Whatever it takes to make the correct match — the best match for the customer — is what guides Jim and his colleagues at Nortrax. Once the sale is made, the bridge between distributor and customer grows even stronger as Nortrax backs all of its equipment 24/365.
Nortrax, which has nine locations in New England, is the largest John Deere dealership in the world. Part of the company vision is to help customers reduce operating costs.

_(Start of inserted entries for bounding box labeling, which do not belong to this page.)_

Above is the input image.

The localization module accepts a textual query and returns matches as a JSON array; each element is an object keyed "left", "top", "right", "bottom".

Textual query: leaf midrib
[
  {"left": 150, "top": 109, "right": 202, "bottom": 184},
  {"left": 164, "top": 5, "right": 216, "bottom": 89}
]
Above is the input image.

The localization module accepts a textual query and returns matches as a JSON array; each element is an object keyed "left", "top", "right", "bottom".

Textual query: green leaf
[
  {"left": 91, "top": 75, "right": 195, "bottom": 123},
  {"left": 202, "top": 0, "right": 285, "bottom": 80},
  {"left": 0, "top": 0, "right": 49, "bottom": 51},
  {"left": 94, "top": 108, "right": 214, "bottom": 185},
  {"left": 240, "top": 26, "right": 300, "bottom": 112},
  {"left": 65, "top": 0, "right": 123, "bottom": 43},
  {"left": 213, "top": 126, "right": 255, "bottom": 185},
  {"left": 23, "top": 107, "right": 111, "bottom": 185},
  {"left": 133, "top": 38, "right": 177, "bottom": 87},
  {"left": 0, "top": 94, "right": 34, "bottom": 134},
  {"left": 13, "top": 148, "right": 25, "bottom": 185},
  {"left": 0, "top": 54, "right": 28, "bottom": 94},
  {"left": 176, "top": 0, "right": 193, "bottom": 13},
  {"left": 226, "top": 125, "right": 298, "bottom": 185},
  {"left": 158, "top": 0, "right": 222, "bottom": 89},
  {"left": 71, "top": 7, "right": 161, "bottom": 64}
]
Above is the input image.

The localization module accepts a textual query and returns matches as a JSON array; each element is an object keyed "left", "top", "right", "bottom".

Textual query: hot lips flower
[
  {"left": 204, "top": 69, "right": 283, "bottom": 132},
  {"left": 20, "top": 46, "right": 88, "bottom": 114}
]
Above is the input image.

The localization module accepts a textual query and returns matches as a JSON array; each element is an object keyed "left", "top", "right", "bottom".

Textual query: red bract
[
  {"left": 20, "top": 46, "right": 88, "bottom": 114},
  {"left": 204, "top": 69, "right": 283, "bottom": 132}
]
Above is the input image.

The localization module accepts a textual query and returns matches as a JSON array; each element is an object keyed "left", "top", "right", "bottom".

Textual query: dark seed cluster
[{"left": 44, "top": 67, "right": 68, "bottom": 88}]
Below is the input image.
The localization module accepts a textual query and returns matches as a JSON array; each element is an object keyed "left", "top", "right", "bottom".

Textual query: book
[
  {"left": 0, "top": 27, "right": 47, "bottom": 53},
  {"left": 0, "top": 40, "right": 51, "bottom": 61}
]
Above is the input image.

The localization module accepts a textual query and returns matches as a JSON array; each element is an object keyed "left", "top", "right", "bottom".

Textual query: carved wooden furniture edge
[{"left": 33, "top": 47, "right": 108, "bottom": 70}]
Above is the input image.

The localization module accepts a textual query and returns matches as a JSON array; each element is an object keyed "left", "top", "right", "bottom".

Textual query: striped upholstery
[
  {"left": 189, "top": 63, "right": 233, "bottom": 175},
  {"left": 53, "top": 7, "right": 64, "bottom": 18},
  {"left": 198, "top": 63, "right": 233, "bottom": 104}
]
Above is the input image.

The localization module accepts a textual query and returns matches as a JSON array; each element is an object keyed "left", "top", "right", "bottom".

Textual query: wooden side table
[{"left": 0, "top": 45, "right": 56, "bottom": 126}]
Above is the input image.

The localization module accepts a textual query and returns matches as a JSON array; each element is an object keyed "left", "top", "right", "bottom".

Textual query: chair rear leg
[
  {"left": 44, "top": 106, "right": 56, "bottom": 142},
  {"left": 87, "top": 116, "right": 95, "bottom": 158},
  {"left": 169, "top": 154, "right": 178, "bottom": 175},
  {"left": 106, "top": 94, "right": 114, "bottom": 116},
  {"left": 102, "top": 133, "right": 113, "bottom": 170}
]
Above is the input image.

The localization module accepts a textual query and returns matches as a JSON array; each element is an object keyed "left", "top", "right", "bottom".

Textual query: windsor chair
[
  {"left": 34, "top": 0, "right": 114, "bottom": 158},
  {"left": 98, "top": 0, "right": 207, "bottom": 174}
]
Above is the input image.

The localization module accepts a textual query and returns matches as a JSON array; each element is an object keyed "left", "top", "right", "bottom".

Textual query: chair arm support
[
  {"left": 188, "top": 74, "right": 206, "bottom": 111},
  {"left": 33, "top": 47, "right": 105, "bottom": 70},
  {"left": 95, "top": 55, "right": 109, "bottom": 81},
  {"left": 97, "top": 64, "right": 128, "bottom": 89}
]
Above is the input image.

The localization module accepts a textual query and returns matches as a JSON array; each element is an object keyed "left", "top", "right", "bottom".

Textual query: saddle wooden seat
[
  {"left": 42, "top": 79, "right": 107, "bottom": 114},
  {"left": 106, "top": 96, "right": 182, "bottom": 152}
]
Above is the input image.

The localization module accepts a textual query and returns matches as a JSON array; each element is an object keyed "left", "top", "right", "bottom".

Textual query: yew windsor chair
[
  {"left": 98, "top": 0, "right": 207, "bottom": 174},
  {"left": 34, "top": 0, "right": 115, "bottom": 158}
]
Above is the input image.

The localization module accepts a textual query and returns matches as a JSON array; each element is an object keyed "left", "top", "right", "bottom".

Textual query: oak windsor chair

Brian owns a number of other machines so he can pick and choose the best set of machines for a particular job. He has a Cat 320 track carrier with a ProPac stroke boom delimber, a John Deere 200 LC track carrier with another ProPac stroke boom delimber, a Clark Ranger 673 grapple skidder, a Tigercat 220 loader, a Prentice 180 loader and two John Deere 550 dozers.
All trucking for Lafoe Logging is subcontracted. That includes hiring lowboy trailers to move equipment to a job.
Brian occasionally taps his expertise as a mechanic to work on some of the older equipment, but his main focus is on the
No one in Brian’s family previously worked in logging. He cannot quite explain the desire that motivated him to switch from being a mechanic to becoming a logging contractor.
The work of logging suits him. “I pretty much keep to myself,” Brian said. “I do my own thing. I’m not a person who talks much.”
When Brian takes time away from work, he enjoys processing firewood. He produces 300-400 cords of firewood annually, selling it by the cord, although he thinks of it as a hobby. Brian uses a Bru firewood processor.